Iraq Newcomers Face First Fatalities
STEVE INSKEEP, host:
Advisors to Iraq's security forces come from the same Kansas base as an Army unit that has seen fighting sooner than expected. Most of the troops in a regiment known as the Black Lions are just out of basic training. Now they're part of the surge of troops fighting in Baghdad. NPR's Lourdes Garcia-Navarro reports on their first losses.
(Soundbite of radio transmission)
LOURDES GARCIA-NAVARRO: The news came into the operations room at the Black Lions headquarters just after 8:00 a.m. A roadside bomb had exploded next to one of their patrols. There were casualties, the unit's first. Two men were killed. It was to be a bad day. At around 10:00, word that the recovery team had been ambushed trickled in. Their chaplain, who had rushed out to the original blast scene, was shot in the shoulder. Then in the afternoon, yet another attack led to the third death.
Most of the Black Lions trained together and then came to the unit together. And because of that, they're a tight group. Twenty-seven-year-old First Lieutenant Robert Riggs(ph) is from Houston, Texas.
First Lieutenant ROBERT RIGGS (U.S. Army): When the brigade stands up new, they need a whole bunch of officers in the same place, so that's where we all go. It makes it a little easier when you get to a unit and you already know six or seven other lieutenants.
GARCIA-NAVARRO: But harder too when members of the unit die.
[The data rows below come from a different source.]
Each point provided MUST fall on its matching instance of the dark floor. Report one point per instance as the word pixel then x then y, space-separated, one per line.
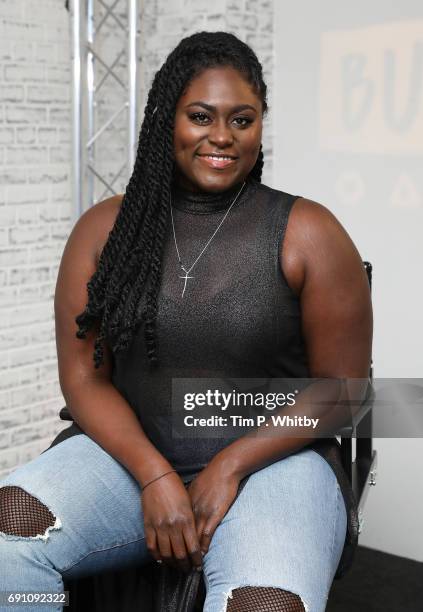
pixel 378 582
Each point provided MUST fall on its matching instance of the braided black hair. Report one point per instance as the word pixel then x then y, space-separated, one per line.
pixel 130 263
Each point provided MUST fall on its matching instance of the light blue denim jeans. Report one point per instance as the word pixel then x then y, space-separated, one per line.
pixel 286 528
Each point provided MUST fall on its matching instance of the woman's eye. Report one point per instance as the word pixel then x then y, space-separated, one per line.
pixel 199 117
pixel 244 121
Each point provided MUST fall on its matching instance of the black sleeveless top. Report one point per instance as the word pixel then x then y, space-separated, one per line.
pixel 238 318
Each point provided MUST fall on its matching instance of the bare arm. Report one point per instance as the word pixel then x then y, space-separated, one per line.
pixel 323 267
pixel 91 398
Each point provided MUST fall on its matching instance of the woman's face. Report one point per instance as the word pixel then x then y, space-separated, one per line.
pixel 218 115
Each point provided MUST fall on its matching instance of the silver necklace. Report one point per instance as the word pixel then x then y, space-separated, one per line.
pixel 186 277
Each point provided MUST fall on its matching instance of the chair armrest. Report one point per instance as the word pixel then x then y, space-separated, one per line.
pixel 347 431
pixel 65 415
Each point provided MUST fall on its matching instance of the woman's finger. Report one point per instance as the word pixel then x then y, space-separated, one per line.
pixel 180 553
pixel 193 546
pixel 165 547
pixel 205 534
pixel 151 542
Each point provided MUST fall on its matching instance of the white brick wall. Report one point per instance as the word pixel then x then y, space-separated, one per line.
pixel 35 169
pixel 34 219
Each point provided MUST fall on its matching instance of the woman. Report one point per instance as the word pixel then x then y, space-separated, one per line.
pixel 194 272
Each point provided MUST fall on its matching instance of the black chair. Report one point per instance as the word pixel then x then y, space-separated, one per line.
pixel 132 589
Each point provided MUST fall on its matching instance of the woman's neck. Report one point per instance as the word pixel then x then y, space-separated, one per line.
pixel 203 202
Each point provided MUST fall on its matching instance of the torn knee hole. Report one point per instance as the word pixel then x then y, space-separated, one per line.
pixel 263 599
pixel 21 514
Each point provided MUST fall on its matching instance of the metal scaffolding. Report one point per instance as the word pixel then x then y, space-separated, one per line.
pixel 98 30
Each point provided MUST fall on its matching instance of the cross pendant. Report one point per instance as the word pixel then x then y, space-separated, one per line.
pixel 186 277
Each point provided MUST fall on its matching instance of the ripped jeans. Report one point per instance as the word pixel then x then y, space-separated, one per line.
pixel 285 530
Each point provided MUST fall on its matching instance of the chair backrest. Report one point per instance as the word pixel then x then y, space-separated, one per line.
pixel 362 471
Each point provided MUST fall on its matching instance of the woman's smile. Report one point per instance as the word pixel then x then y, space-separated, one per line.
pixel 217 162
pixel 217 130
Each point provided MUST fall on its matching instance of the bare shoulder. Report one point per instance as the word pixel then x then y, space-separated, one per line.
pixel 314 240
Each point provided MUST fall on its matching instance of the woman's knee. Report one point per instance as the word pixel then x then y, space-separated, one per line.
pixel 253 598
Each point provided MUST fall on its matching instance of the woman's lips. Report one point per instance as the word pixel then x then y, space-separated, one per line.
pixel 216 163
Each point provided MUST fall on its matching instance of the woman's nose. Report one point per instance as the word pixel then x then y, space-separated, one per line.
pixel 220 134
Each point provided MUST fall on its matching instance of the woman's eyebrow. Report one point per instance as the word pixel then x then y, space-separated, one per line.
pixel 209 107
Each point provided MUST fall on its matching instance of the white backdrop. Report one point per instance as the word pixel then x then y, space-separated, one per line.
pixel 347 107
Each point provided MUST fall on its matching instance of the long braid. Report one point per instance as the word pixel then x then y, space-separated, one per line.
pixel 124 290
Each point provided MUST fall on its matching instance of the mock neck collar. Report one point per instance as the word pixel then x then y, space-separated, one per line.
pixel 205 202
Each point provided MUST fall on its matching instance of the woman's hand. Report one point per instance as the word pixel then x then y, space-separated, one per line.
pixel 212 493
pixel 169 523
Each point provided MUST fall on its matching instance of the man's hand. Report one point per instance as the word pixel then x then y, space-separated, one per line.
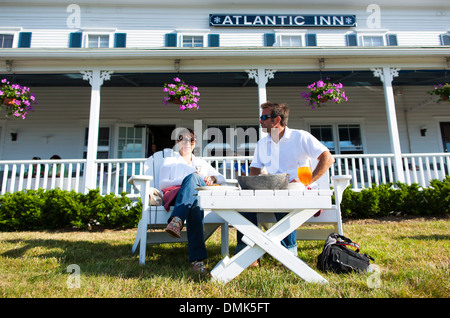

While 34-year-old Warrant Officer Daniel Williams(ph) works, Don Henley's song "End of the Innocence," plays in the background. His team has to clean out the blood- splattered vehicles. On this day he's asked for volunteers. Few here have seen this kind of carnage before.
Warrant Officer DANIEL WILLIAMS (U.S. Army): I'm not going to throw someone in there that doesn't want to be there, so we ask for volunteers to take care of a mission like that.
GARCIA-NAVARRO: But he also knows...
Warrant Officer WILLIAMS: This is something we're going to see for a long time.
GARCIA-NAVARRO: That night there was a small, solemn ceremony at the helicopter pad for one of the dead, who was being flown back to Baghdad. A soldier says in hushed tones...
Unidentified Man (U.S. Army): I've never seen one of these done before.
GARCIA-NAVARRO: The only sound in the still night is the crunch of the gravel underneath the soldiers' feet as they carried the wrapped corpse to be flown away. The men from the unit silently salute. The names of the soldiers that died that day are Army Specialist Curtis Glawson from Daleville, Alabama; Sergeant Wayne Cornell, from Holstein, Nebraska; and Private First Class Stephen Richardson from Bridgeport, Connecticut.
Lourdes Garcia-Navarro, NPR News, Baghdad.